Privacy and Personal Information
Kids seek privacy at certain ages and parents need to decide how much to give their kids. Monitoring software and keylogging applications are available for parents who need this extra layer of security. Cell phone carriers ofter services such as disabling the send/receive function on photographs and settings that allow parents to shut the phone off during school hours or a certain time in the evening. SafetyNet recommends keeping computers in public areas of the home, not in bedrooms or behind closed doors. If you are an online “friend” of your child you are able to view all of your child’s activity, unless they arrange their privacy settings to block you from seeing posts, friends, photos, etc. Some kids may establish a second profile that you don’t know about. Video chatting sites such as Skype have privacy settings that need to be enacted. Remind your kids that their video chats can be recorded without them knowing it.
TIP: Familiarize yourself with the risks. Review settings on social networking sites with your child and understand how they work.
Posting Personal Information
Sharing personal information such as age, school, favorite activities, etc., provides opportunities for strangers to become friendly with and “groom” your children. Teach your children what to keep off of the Internet: their address, phone number, school name, schedules, birth dates, social security numbers and other information that could be used to locate them or steal their identities.

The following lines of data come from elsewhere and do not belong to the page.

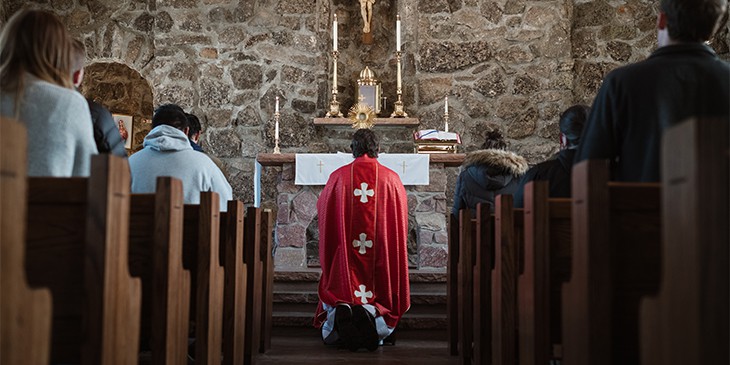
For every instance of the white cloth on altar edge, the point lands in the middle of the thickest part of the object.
(315, 169)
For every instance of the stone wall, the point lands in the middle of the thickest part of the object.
(296, 221)
(507, 64)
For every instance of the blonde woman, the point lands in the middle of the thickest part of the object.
(37, 90)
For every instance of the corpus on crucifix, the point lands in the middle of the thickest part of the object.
(366, 10)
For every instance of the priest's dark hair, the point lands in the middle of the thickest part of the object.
(364, 141)
(571, 123)
(170, 114)
(693, 20)
(494, 140)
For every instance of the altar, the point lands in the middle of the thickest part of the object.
(296, 237)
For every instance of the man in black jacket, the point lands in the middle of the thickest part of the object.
(106, 133)
(683, 78)
(558, 169)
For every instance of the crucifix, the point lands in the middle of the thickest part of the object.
(366, 10)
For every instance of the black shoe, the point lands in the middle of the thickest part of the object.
(345, 327)
(390, 340)
(365, 323)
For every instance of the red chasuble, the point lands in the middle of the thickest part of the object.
(363, 229)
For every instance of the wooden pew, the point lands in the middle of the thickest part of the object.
(465, 289)
(267, 288)
(25, 313)
(482, 285)
(546, 267)
(201, 241)
(155, 254)
(688, 322)
(234, 291)
(254, 273)
(508, 228)
(77, 246)
(452, 286)
(616, 251)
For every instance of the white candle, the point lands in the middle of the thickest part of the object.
(397, 33)
(276, 124)
(334, 34)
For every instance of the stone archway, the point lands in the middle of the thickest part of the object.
(122, 90)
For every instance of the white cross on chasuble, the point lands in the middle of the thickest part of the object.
(363, 295)
(363, 243)
(364, 192)
(315, 168)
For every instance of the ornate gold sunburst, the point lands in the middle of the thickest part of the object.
(362, 116)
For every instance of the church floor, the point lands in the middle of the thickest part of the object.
(304, 346)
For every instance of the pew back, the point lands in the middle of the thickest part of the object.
(688, 322)
(77, 246)
(155, 239)
(616, 251)
(25, 313)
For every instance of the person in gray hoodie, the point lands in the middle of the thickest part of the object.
(167, 152)
(487, 173)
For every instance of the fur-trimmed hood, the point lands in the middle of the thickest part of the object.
(500, 161)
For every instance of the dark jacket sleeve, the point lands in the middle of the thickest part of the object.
(106, 133)
(598, 140)
(519, 197)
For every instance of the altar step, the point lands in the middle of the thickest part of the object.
(295, 299)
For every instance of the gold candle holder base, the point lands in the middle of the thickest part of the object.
(334, 109)
(398, 111)
(276, 133)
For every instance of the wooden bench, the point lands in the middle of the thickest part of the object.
(452, 286)
(616, 254)
(155, 254)
(77, 247)
(201, 245)
(482, 285)
(546, 266)
(25, 313)
(234, 289)
(508, 233)
(252, 258)
(486, 282)
(267, 279)
(688, 322)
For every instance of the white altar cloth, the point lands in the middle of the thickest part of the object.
(315, 168)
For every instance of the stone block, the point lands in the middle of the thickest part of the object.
(425, 237)
(432, 256)
(491, 84)
(291, 235)
(289, 258)
(450, 57)
(433, 90)
(247, 76)
(431, 221)
(283, 215)
(619, 51)
(304, 206)
(224, 142)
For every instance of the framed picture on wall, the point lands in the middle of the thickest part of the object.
(124, 124)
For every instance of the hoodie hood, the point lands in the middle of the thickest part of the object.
(167, 138)
(497, 162)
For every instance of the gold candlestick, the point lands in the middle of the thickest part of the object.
(398, 111)
(334, 104)
(276, 133)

Remember that information and images put on the Internet can never be completed deleted or erased.
Protect your passwords
If someone knows your password, they can access your information, alter or share it. Teach your kids how to create strong and varied passwords and to protect them. Passwords used for social networks, instant message programs and email accounts should be shared with parents but not friends.
Teens make mistakes, they get talked into doing things they may not even want to do. Talk with your kids about the types of photos that are appropriate to take and post. Research indicates that between 8%-10% of teens under 18 may take a sexually explicit or nude photograph of themselves. Depending on the photograph, it may be considered child pornography which is illegal in the United States. Remind your kids that pictures online are forever and can never be fully retrieved or deleted. If you see child pornography on or offline or hear about people who are viewing or producing it, TAKE ACTION! Report your suspicions by contacting the National Center for Missing & Exploited Children or call your local police, call 1-800-THE-LOST (1-800-843-5678) or click on this link: www.cybertipline.com
Relationships, Boundaries and Sex
Talking about relationships with your children is very important. Teaching kids about boundaries, appropriate conversations and sex becomes easier if you begin age-appropriate discussions early. The Good-Touch/Bad-Touch program is a great starting point. Books that teach kids about appropriate kinds of touch are another great way to get the conversation started.
“My Body is Private” by Linda Walvoord Girard
Evaluate adult/child one-on-one situations. Instruct your child to NEVER get together with someone without telling you, this includes family members, friends, neighbors, etc. Parents always need to know where their kids are and who they are with.
Has someone you know been victimized?
If you have any suspicions, trust your instincts. Tell someone! Don’t let your children -- or the children you know -- become victims. Contact the National Center for Missing & Exploited Children, call your local police or call 1-800-THE-LOST (1-800-843-5678) or report at www.cybertipline.com. Online dangers and activity that needs to be reported includes: anyone who sends a child photos or videos containing obscene content, anyone who speaks to a child in a sexual manner or anyone who asks a child to meet in person.
The Megan’s Law website shows where registered sexual offenders live.